There’s a pilot shortage crisis going on, with the demand for more airline pilots exceeding the number of those licensed to fly. While this may not be the same thing for larger airline carriers, it’s the regional airlines that have taken the brunt of the problem; with some filing for bankruptcy and others scrambling to find incentives to attract more pilots. And with some airlines turning to flight instructors to supply their drying troves, this has also left some flight schools with a teaching staff deficit as well.
The issue itself is quite complicated, with various factors coming into play. For one, it could be attributed to a lack of a contingency plan. Some veteran pilots have noted that there had been a concern over a lack of pilots over the years, which had often fallen on deaf ears. For another, the work environment in regional airlines are notorious for their low pay and low morale within their crews.
That being said, what then can be done to ensure this doesn’t further debilitate into a full-blown problem in the future? Fortunately, the remedy isn’t as elusive as one may think it to be. Here are some ways airlines can help to stop the pilot shortage before it’s too late:
Airlines can attract more potential candidates by funding training
One of the most significant obstacles to attracting more pilots into the industry is the cost of training. Before becoming certified commercial airline pilots, aspirants are subjected to rigorous certification, along with a lengthy hour requirement mandated by the FAA to prevent any untoward incidents. The Balance lists the conditions as follows:
- Private Pilot Certificate
- Instrument Rating
- Multi-Engine Certificate
- Commercial Pilot Certificate, with a high-performance endorsement
- Airline Transport Pilot Certificate
Beyond its tediousness, each level of certificate training also comes at quite a hefty expense. Pilot training, after all, doesn’t come cheap—and getting certified one after another could leave one with less in more debt than what they could potentially earn. Coupled with unsavory conditions at regional lines, it’s understandable if many an aspirant decide to think twice about their choice of profession.
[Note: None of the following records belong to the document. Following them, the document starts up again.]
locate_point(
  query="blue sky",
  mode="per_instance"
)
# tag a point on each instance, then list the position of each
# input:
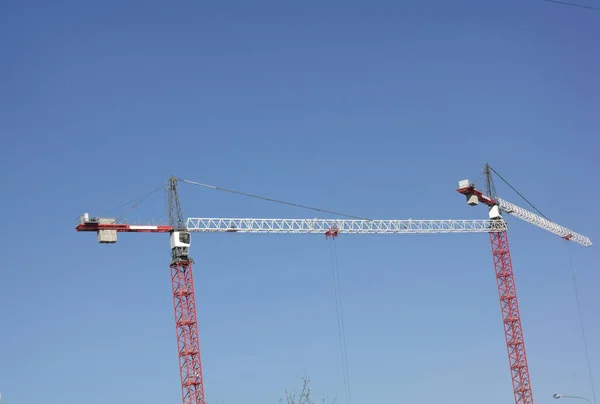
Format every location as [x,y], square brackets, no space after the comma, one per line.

If airlines, then, were to help fund pilot training, it would help take the financial load off many a potential candidate, and in turn, help attract more aspiring pilots.
Funding expense versus grounding expense
While funding pilot training may, at first glance, might seem more expensive than the current pay-t0-fly scheme, in the long run, this might actually prove more beneficial in terms of expenditures. With the current shortage problem, airlines with a surplus of aircraft will be forced to ground their aircraft, which can cost nearly a million a day. And without others available to take on the helm, the limited amount of pilots available are vulnerable to overexertion, which could potentially limit the count more, thus continuing the cycle. And if planes are left on the tarmac for too long, one may even incur penalties, particularly for fliers in the US. This could potentially put the airline industry up to billions in debt.
Fortunately, some airlines are beginning to go the airline-funded training route, such as Air France, Cebu Pacific, and Lufthansa, according to a Reuters article. After all, it’s not like it’s the first time airlines have sponsored training—it had been the norm back in the day. Hopefully, it’s not too late to reverse the shortage.